That is, the object of the present invention is to provide a highly durable electrophotographic photoreceptor having a charge transport layer with high adhesiveness, high mechanical strength and hardness, and few defects.

Another object of the present invention is to provide an electrophotographic photoreceptor that has high sensitivity, rich mediochromacy, high electroconductivity, low dark decay, and low residual potential after exposure.

Still another object of the present invention is to provide a high-quality electrophotographic photoreceptor that prevents the generation of interference fringes in a laser printer that uses coherent light such as an infrared semiconductor laser as a light source.

(Means and effects for solving the problem) The present inventors,
As a result of extensive research into charge transport materials that achieve the above objectives, we found that materials in which metal powder or conductive metal oxide powder is dispersed in organic polymer compounds efficiently transport photocarriers generated in the charge generation layer. They discovered that the charge transport material is well transported to the substrate side and has an excellent charge transport function.
It was discovered that the photoreceptor is chemically, mechanically, and optically superior to conventional photoreceptors using charge transport materials, and the present invention was completed.

Conventionally, conductive fine powder dispersed in an organic polymer compound has been used as a surface protective layer, but such a surface protective film is provided on the outermost surface of a photoreceptor and absorbs the charges on the surface in the dark. It is necessary to reach the surface of the layer, reduce charge accumulation in the protective layer, and reduce the amount of residual charge on the photoreceptor.
Such hWh3i cannot reduce potential attenuation in the dark and maintain sufficient charge as a photoreceptor like a charge transport layer. Further, in the case of a surface protective layer, its film thickness is determined in relation to its resistance; for example, if the resistance of the a-retaining layer is high, its film thickness must be made thin.

The electrophotographic photoreceptor of the present invention has at least a support, a charge transport layer, and a charge generation layer laminated in sequence, and the charge transport layer is made of an organic polymer compound in which metal powder or conductive metal oxide powder is dispersed. It is characterized by becoming. It is surprising that what has conventionally been used as a low resistance surface protective layer functions as a charge transport layer.

In the electrophotographic photoreceptor of the present invention, the metal powder dispersed in the organic polymer compound of the charge transport layer is selected from elements of group Ⅰa, group ffb, elements of group 1 [Ia and transition elements of the periodic table]. The conductive metal oxide powder is made of a selected element, or an alloy or mixture of two or more of these elements, or an oxide of an element selected from tin, zinc, antimony, titanium, and indium. Composite oxides of two or more elements or mixtures of two or more metal oxides are preferably used. These conductive fine powders are bipolar, allowing both positive and negative charges to flow, and a charge transport layer using them is bipolar.

The present invention will be explained in detail below.
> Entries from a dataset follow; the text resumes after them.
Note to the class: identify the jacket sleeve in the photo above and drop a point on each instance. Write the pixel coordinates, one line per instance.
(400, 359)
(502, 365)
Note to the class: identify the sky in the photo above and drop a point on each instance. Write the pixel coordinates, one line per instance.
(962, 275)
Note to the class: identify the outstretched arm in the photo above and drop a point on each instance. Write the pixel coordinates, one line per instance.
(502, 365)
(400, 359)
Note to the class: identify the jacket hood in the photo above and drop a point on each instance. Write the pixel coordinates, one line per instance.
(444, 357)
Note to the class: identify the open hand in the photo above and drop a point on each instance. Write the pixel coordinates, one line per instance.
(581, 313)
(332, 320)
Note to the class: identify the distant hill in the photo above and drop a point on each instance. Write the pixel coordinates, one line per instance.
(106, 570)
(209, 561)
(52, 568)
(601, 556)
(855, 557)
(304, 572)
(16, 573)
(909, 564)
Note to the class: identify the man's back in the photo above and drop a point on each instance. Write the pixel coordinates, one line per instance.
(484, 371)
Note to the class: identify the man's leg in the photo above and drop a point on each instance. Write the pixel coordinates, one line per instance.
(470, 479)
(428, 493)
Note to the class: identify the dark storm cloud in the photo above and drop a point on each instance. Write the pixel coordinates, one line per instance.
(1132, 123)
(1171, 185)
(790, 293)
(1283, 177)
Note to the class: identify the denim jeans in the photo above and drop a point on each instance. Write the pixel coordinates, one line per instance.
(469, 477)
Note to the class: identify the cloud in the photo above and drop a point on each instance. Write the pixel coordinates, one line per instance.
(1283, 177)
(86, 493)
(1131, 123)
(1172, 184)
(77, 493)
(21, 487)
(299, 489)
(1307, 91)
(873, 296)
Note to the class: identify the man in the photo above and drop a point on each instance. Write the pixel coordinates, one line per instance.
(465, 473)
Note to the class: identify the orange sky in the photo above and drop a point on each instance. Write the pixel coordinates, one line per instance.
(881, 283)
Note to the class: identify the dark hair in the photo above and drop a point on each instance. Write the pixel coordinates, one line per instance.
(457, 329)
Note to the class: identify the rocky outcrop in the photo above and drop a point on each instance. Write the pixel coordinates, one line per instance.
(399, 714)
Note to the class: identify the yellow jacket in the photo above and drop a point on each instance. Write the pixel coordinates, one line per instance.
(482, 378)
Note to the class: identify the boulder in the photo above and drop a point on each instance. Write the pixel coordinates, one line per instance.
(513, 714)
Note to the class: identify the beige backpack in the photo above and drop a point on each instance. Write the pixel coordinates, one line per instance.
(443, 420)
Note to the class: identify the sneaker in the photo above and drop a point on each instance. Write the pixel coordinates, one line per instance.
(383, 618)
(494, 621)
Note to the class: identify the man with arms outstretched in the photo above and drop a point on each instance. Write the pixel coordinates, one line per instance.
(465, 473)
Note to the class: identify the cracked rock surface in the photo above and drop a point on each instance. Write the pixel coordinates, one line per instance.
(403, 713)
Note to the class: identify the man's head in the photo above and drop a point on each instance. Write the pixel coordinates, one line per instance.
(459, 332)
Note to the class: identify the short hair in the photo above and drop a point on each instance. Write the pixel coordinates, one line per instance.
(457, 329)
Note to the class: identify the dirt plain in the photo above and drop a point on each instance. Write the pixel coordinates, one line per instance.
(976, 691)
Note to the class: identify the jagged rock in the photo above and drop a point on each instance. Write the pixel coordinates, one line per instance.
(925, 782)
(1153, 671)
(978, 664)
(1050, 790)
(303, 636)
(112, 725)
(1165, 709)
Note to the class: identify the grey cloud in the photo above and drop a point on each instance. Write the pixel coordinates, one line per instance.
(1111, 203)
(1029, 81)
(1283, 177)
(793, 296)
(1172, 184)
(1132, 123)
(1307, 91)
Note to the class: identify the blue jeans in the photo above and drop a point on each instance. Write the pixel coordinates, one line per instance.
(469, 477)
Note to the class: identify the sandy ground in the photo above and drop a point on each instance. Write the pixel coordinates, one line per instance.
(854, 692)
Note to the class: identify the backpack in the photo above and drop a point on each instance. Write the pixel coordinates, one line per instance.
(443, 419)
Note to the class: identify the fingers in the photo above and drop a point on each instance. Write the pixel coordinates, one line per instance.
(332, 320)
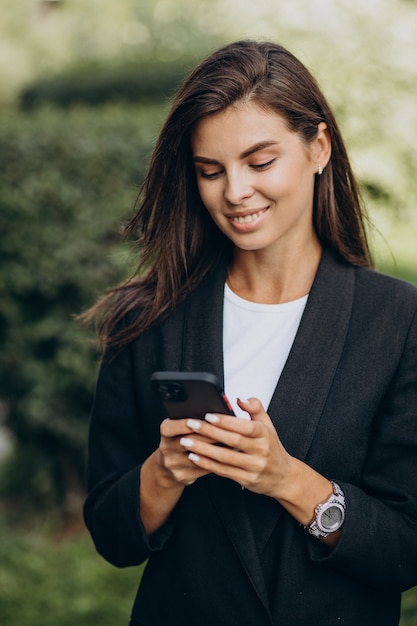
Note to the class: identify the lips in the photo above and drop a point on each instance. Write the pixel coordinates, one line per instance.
(247, 218)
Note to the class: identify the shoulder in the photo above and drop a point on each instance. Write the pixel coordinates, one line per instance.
(384, 287)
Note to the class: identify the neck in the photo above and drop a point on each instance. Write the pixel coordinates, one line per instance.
(271, 280)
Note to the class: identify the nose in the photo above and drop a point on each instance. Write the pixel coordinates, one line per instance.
(238, 188)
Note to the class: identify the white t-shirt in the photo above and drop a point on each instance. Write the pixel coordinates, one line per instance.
(257, 340)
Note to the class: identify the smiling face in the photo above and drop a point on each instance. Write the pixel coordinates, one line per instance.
(256, 177)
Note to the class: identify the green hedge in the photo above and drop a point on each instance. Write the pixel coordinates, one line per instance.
(67, 180)
(97, 85)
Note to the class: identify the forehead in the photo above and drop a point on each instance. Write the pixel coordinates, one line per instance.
(238, 127)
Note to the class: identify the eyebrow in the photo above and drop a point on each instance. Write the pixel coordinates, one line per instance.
(255, 148)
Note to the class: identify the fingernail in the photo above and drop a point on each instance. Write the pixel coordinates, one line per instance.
(210, 417)
(187, 443)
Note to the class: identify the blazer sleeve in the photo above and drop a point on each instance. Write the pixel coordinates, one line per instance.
(119, 442)
(378, 544)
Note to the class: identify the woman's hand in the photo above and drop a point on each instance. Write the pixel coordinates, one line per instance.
(172, 457)
(252, 454)
(255, 458)
(165, 474)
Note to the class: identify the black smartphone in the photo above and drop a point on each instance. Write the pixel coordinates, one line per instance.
(190, 394)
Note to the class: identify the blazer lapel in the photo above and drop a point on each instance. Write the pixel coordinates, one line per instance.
(305, 382)
(298, 399)
(203, 351)
(302, 389)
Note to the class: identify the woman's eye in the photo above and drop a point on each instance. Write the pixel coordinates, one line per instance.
(262, 166)
(209, 175)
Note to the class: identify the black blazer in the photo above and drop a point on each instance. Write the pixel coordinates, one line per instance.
(346, 404)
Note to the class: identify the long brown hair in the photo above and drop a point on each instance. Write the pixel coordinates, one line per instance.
(177, 241)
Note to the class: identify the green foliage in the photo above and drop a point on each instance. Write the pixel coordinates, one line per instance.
(96, 85)
(45, 582)
(67, 180)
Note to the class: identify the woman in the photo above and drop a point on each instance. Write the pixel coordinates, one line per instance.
(255, 267)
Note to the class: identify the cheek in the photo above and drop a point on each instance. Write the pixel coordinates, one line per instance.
(208, 197)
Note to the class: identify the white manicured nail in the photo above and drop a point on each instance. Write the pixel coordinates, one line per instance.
(211, 418)
(194, 424)
(187, 443)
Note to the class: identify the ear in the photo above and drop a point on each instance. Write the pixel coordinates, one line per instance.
(321, 147)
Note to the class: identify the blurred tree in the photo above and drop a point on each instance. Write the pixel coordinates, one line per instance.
(67, 179)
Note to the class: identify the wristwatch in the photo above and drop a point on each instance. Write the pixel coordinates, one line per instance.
(330, 515)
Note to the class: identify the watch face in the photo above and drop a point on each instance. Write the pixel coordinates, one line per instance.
(332, 518)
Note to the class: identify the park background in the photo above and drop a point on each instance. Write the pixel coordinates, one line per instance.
(84, 89)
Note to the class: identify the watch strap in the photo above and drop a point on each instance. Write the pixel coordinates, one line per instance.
(337, 498)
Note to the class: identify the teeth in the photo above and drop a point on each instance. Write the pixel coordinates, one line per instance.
(247, 219)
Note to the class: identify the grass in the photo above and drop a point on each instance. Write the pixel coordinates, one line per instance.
(50, 578)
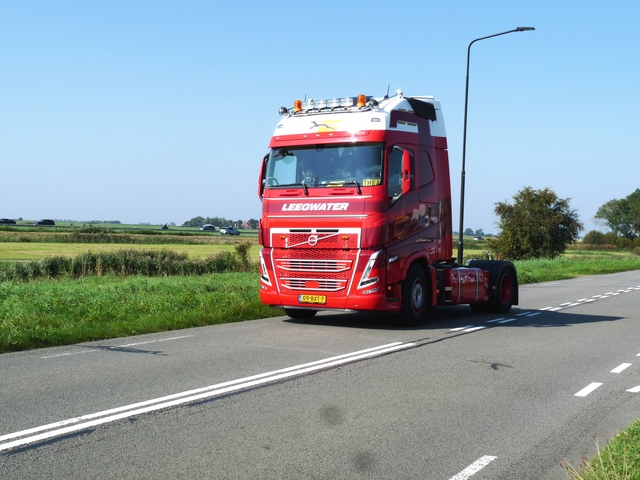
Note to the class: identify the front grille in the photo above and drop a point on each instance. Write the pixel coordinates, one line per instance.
(315, 259)
(315, 284)
(313, 265)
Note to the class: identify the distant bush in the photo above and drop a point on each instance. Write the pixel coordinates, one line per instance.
(594, 237)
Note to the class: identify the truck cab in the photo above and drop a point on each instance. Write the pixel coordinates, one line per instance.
(357, 211)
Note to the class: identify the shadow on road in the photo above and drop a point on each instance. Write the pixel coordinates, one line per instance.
(456, 317)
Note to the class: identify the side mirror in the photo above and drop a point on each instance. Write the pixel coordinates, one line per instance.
(406, 172)
(261, 177)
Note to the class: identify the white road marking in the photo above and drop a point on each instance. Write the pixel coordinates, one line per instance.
(621, 368)
(473, 329)
(93, 419)
(115, 347)
(588, 389)
(495, 320)
(474, 468)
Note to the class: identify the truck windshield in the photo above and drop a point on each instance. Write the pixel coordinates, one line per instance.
(325, 165)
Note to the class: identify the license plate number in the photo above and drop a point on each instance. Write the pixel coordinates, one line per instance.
(318, 299)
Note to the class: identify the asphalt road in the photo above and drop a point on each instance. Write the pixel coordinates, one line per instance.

FIG. 1 shows an example of the basic layer structure of the electrophotographic photoreceptor of the present invention, in which a charge transport layer 2 and a charge generation layer 3 are laminated on a support l. In FIG. 2, an intermediate layer 4 is provided on the support, and a protective layer 5 is provided on the surface.
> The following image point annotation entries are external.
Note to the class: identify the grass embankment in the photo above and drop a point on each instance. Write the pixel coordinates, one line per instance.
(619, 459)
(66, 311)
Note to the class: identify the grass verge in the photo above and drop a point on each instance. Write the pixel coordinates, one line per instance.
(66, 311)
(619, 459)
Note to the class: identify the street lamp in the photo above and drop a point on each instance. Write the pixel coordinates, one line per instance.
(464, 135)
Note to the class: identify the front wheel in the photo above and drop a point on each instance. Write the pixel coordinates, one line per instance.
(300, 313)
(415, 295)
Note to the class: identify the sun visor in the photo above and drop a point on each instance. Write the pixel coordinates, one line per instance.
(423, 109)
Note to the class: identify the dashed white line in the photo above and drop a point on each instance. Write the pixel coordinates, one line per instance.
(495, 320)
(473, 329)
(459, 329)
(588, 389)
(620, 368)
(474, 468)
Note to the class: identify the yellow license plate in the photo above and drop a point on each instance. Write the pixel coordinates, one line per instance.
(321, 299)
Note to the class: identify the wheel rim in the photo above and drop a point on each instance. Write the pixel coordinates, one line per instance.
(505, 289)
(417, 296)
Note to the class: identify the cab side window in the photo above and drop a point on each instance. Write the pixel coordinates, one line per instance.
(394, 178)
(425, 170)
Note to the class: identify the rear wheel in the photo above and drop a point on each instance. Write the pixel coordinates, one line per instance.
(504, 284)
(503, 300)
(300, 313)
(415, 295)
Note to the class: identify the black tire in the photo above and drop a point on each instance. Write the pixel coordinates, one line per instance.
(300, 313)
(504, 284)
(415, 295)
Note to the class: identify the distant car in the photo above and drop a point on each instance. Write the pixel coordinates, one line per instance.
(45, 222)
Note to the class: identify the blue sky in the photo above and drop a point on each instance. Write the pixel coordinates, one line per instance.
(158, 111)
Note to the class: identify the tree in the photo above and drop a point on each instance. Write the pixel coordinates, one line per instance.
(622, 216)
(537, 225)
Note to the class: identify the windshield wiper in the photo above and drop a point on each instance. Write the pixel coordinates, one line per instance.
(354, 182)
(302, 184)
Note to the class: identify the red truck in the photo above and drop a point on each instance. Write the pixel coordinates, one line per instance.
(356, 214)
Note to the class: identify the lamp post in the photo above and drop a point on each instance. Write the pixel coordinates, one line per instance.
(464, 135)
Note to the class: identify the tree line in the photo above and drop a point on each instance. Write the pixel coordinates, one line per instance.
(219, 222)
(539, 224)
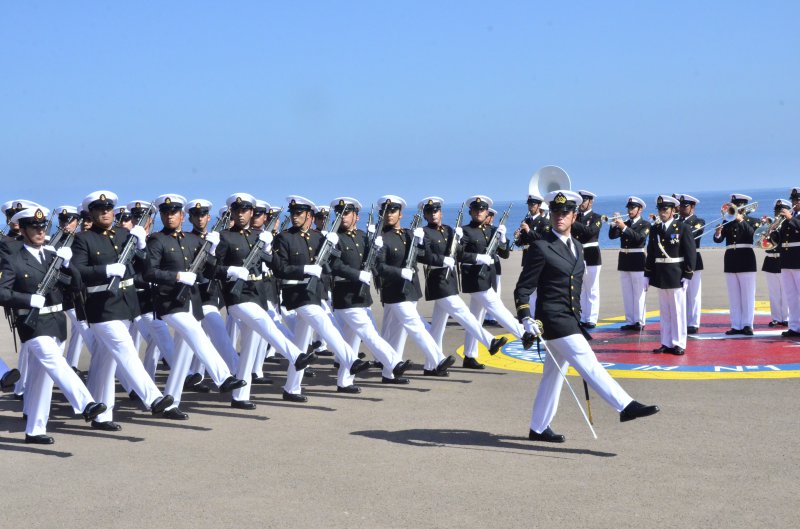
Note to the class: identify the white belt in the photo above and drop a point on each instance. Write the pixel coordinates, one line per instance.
(295, 281)
(44, 310)
(103, 288)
In the present invention, the support may be either a conductive support or an insulating support.

Examples of the conductive support include metals such as aluminum, stainless steel, nickel, and chromium, and alloys thereof; examples of the insulating support include polymer films or sheets such as polyester, polyethylene, polycarbonate, polystyrene, polyamide, and polyimide; Examples include glass and ceramic. When using an insulating support, at least the surface that contacts other layers needs to be subjected to conductive treatment. In addition to the above-mentioned metals, the conductive treatment can be performed using gold, silver, copper, etc., by vapor deposition, sputtering, or ion blating.

In the electrophotographic photoreceptor of the present invention, electromagnetic waves may be irradiated from the support side or from the side opposite to the support. When performing from the support side, the metal layer formed by the conductive treatment may have a thickness that allows at least ++<t J1=l to pass through the electromagnetic waves. Moreover, a transparent conductive film such as ITO can also be used.
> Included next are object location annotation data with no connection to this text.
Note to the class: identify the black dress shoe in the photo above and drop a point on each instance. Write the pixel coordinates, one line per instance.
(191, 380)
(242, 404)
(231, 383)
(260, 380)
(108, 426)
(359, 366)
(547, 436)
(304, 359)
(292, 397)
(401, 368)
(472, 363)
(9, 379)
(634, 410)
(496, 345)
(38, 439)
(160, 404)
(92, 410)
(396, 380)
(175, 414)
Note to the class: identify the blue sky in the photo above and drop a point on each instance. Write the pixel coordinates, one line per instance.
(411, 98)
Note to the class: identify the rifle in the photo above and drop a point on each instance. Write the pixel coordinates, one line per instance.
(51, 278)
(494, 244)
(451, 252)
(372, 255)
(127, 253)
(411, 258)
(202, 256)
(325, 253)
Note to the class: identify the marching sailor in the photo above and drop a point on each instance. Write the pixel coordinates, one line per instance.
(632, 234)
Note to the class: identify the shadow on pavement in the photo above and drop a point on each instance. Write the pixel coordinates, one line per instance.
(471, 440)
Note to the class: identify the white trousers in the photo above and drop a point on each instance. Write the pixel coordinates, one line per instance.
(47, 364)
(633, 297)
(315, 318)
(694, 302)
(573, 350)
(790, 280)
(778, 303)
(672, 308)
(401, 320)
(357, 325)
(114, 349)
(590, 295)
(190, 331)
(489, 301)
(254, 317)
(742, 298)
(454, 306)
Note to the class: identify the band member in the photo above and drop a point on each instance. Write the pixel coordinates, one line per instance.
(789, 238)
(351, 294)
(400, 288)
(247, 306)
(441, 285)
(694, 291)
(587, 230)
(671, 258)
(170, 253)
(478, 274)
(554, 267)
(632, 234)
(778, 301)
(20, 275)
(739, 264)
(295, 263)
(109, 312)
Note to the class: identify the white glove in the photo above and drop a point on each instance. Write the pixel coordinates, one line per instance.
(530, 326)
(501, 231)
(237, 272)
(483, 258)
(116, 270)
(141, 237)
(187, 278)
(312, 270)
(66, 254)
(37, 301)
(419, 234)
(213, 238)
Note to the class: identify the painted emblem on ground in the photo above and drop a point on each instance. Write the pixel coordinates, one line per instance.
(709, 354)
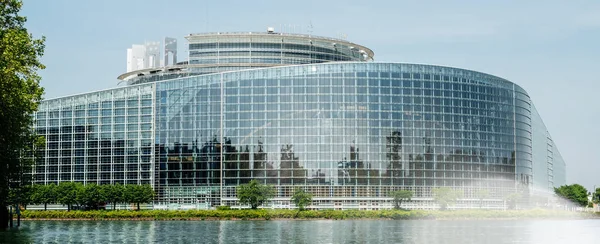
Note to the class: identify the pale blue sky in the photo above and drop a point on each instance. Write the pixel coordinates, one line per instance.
(551, 48)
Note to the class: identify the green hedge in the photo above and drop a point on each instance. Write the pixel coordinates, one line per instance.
(309, 214)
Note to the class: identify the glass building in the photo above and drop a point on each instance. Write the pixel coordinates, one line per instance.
(299, 111)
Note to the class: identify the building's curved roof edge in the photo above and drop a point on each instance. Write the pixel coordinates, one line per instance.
(306, 36)
(290, 66)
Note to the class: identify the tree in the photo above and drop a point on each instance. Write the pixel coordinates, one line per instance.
(482, 194)
(445, 196)
(301, 198)
(596, 196)
(90, 196)
(44, 194)
(254, 193)
(138, 194)
(575, 193)
(67, 193)
(113, 194)
(400, 196)
(19, 98)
In the electrophotographic photoreceptor of the present invention, a charge generation layer and a charge transport layer are formed on the support.

When a charge generation layer and a charge transport layer are sequentially laminated on a substrate, it is necessary to further provide an insulating layer on the surface of the charge transport layer in order to effectively retain charges in the dark. However, in this case, since the charge transport layer is provided on the charge generation layer, the charge transport layer is exposed to electromagnetic waves (
It must be sufficiently transparent to allow sufficient light (light) to pass through and reach the charge generation layer below, and consideration must be given to the dispersion material used in the charge transport layer, film thickness, etc. In the present invention, since the charge generation layer is on top, there is no need to particularly consider transparency, which is advantageous in terms of material selection, film thickness, etc.

In the present invention, an intermediate layer may be provided between the support and the charge generation layer or the charge transport layer for the purpose of blocking charge injection and improving adhesion.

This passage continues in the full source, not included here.